Keyword spotting using convolutional neural network for speech recognition in Hindi
Saru Bharti, Pushparaj Mani Pathak

TL;DR
This paper presents a CNN-based keyword spotting system for Hindi speech recognition, achieving over 91% accuracy with efficient on-device processing using MFCC features.
Contribution
It introduces a CNN approach tailored for Hindi KWS with feature engineering and evaluates various architectures for improved accuracy and efficiency.
Findings
Achieved 91.79% accuracy in keyword spotting.

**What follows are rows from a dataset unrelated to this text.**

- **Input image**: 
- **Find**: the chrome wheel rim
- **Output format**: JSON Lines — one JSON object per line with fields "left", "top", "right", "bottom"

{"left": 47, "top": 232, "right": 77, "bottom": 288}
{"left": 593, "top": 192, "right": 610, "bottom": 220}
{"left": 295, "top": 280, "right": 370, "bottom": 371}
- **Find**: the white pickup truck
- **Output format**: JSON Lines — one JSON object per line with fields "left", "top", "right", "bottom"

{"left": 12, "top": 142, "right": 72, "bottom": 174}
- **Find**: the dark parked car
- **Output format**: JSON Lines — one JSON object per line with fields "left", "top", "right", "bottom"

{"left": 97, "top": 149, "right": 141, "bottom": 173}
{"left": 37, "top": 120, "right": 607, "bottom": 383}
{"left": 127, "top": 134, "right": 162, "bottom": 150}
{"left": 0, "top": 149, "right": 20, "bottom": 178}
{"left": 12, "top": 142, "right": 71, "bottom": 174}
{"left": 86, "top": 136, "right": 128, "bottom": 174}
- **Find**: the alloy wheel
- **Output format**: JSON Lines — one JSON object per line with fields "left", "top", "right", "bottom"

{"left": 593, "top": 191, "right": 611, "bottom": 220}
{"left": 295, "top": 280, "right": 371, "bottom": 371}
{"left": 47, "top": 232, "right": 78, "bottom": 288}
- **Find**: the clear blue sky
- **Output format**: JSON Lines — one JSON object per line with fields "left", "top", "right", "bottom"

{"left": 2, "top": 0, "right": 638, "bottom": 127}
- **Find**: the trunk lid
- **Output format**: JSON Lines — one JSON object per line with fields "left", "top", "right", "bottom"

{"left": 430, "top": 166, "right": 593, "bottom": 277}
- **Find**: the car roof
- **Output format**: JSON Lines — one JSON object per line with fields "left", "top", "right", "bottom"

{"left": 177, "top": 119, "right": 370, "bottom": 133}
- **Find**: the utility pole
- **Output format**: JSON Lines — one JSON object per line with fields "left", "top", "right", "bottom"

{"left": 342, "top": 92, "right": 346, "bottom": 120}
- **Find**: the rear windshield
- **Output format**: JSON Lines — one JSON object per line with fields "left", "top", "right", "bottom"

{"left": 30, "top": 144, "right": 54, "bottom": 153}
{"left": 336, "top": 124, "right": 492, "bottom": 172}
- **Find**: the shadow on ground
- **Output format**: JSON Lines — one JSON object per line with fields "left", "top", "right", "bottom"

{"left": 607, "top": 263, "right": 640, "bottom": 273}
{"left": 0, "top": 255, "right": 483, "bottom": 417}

Utilized MFCC features for effective CNN input.
Demonstrated suitability for on-device Hindi speech recognition.
Abstract
In this study, we investigate the application of keyword spotting (KWS) in the domain of Hindi speech recognition, utilizing a dataset comprising 40,000 audio samples. With a sampling rate of 44 kHz and an average duration of 1.9 seconds per sample, we focus on developing an efficient on-device KWS system tailored for user-specific queries. Leveraging Convolutional Neural Networks (CNNs) for classification, we employ feature engineering techniques to convert raw audio recordings into Mel Frequency Cepstral Coefficients (MFCCs) as an input for our network. Our experiments encompass various CNN architectures, exploring their efficacy in identifying predefined keywords within the continuous speech stream. Our CNN-based approach achieves a commendable accuracy rate of 91.79% through rigorous evaluation, demonstrating promising performance while ensuring computational efficiency and…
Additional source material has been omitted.